III. WILDCOAST CLEAN WATER CAMPAIGN UPDATE:
We have asked U.S. Attorney Carol Lam (the person who convicted Duke Cunningham) to investigate the Bajagua project for the following reasons:

--Participation of Duke Cunningham as chief project proponent—were there cash payments made to him? We have a right to know.

--Payment to Brian Bilbray of $35,000 to lobby congress less than one year after leaving office and not disclosing to congress he was paid by Bajagua to do so.

--Refusal of Bajagua to disclose names of investors in a publicly funded project. Who are they protecting?

Big Picture: This project will be paid for by our tax dollars. As citizens of the United States we have a constitutional right to be provided information on projects that we pay for with our hard-earned tax dollars (unless of course they pertain to national security—but as you know sewage treatment on the border is very different than the secrecy of military operations in Iraq). Our analysis indicates that this project will not solves any of our beach closure problems.

We believe that because we (and I mean our community) are the ones who use this coast and live here, that we should have a right to participate in a process that ultimately will impact us. We have been completely excluded from all matters relating to deciding how to solve our water quality woes. Our position is clear: it is our country, our government, and our coast: we will inform the people we elect to office how to solve our problems—this problem should not taken hostage by a a private company run by people who use our money to make a profit at our children’s expense and who do not answer to us and who publicly admitted to spending $20 million dollars to advance their project. This is big and bad government at its worst.

VOICE OF SAN DIEGO
Follow the Smell
Monday, Feb. 27, 2006 -- 5:26 p.m.

Assemblywoman Lori Saldaña and Imperial Beach environmentalist Serge Dedina are calling for a federal probe into the exclusive contract recently awarded to Bajagua LLC to clean up Tijuana's festering sewage problems.

Saldaña, D-San Diego, called for a probe to examine how a sole-source contract was issued to Bajagua, which proposes to build a sewage treatment plant in Mexico that would double the capacity of Tijuana's existing infrastructure.

Dedina, the executive director of Wildcoast, a local conservation group, called for the Department of Justice to lead the examination.
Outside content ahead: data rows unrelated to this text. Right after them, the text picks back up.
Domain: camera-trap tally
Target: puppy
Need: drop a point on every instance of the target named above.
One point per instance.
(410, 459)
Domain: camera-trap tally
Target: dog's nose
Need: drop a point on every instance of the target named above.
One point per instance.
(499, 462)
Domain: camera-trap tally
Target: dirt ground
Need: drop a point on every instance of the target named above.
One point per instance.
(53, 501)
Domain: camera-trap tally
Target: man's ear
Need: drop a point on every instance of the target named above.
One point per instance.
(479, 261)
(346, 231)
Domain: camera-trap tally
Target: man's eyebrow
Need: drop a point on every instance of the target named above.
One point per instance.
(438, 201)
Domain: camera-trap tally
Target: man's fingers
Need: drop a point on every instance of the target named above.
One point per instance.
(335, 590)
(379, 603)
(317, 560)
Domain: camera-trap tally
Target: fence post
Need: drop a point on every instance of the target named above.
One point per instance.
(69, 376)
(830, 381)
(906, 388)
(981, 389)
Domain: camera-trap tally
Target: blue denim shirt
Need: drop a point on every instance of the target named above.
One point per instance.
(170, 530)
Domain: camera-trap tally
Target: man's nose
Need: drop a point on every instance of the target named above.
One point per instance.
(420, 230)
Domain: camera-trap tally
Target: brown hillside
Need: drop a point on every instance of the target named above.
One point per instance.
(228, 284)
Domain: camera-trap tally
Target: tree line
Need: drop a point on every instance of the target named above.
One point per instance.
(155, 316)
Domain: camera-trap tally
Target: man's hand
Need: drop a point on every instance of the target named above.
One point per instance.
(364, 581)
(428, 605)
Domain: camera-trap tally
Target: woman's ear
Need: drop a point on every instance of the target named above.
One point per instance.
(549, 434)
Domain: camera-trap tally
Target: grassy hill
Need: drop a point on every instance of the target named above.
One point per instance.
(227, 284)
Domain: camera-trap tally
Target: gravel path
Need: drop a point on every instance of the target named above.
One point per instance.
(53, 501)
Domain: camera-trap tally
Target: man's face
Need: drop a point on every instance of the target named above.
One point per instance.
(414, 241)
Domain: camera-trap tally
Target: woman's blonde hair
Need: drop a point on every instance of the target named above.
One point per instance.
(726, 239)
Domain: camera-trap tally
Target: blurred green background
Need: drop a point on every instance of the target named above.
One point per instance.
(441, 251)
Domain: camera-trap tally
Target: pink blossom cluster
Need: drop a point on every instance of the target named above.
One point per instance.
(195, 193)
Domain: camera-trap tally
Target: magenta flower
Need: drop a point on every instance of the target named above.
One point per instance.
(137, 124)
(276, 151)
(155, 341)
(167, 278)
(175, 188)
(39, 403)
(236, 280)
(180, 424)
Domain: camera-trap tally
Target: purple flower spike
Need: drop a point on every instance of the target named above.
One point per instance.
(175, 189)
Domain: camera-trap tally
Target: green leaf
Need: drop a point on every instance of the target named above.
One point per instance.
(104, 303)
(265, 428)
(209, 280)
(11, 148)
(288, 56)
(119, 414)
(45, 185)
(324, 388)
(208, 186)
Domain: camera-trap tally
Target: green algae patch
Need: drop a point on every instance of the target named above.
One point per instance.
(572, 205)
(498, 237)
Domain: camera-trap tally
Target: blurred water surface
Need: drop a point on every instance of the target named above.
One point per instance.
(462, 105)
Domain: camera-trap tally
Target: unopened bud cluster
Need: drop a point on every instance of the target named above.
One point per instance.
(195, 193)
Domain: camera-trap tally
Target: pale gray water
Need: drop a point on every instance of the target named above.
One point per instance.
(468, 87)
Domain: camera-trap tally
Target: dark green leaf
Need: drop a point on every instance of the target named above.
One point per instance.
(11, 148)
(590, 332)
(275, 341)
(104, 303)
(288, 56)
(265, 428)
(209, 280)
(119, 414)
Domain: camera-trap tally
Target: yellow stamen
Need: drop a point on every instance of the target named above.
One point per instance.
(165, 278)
"It needs to be investigated at the federal level," said Joe Kocurek, Saldaña's spokesman. "It just seems to be to the point where there is some really unsavory influence."

Bajagua's proposed treatment plant would be built in Mexico and boost daily wastewater collection capacity by 34 million gallons, while improving the quality of 25 million gallons already collected, treated and discharged in the ocean.

Although a majority of government contracts are awarded though a competitive bidding process, Bajagua exclusively negotiated the terms of its deal with the International Boundary and Water Commission, a small federal office that falls under the State Department's purview.